There have been several such gangs dismantled throughout Argentina over the last year, including one in the city of Rosario. Since police dismantled the Rosario network, there have been no further reports of attempted “virtual kidnappings” in the city, but there has been a series of reports of extortion attempts in which callers say they are members of the notorious local drug gang Los Monos, reported La Nacion. The callers then threaten to take over their victims homes and make them into drug labs if they are not paid.
InSight Crime Analysis
Extortion in Argentina has yet to reach the epidemic levels seen in countries such as Colombia, Mexico and the Northern Triangle in Central America, but the growth of homegrown organized crime networks in the country means it may well become a major security concern in the future.
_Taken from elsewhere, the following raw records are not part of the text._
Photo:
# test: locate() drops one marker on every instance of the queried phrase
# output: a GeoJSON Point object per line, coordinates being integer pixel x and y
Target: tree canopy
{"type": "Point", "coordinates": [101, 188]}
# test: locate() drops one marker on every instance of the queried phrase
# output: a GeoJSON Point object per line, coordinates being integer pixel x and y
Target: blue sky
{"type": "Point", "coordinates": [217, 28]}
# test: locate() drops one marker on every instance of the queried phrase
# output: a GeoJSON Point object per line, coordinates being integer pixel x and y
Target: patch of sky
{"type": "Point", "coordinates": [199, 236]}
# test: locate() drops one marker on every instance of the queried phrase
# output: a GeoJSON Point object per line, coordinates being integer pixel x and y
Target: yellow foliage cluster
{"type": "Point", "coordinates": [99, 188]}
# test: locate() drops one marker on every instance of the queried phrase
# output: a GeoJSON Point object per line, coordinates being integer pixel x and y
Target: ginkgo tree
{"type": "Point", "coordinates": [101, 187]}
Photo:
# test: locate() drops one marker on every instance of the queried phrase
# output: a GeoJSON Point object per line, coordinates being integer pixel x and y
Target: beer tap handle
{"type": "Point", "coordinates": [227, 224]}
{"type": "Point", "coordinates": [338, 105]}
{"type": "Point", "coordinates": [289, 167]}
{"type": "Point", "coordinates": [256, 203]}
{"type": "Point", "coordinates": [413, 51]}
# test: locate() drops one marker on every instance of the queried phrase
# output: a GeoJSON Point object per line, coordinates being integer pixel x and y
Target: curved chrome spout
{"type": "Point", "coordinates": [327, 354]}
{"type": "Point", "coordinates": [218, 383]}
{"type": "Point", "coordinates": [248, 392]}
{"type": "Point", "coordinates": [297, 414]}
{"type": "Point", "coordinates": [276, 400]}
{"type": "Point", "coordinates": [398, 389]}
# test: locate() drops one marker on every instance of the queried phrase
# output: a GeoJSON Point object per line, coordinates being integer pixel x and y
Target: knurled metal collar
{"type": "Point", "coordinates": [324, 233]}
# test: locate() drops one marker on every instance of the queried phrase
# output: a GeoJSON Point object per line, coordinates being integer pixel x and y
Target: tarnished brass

As it becomes more prevalent, criminals are likely to develop new techniques to capitalize on a growing market, such as those exposed in the recent cases in Buenos Aires and Rosario.
SEE ALSO: Coverage of Extortion
Both “virtual kidnapping” and impersonating drug gangs echo extortion methods employed elsewhere in the region. In Colombia, for example, extortion gangs have used techniques such as pretending to be police holding a family member under arrest and soliciting a bribe to let them go, or impersonating armed groups to intimidate victims. In Mexico, groups also use the specter of some of the country’s most prominent criminal groups to scare victims into depositing money into a bank account.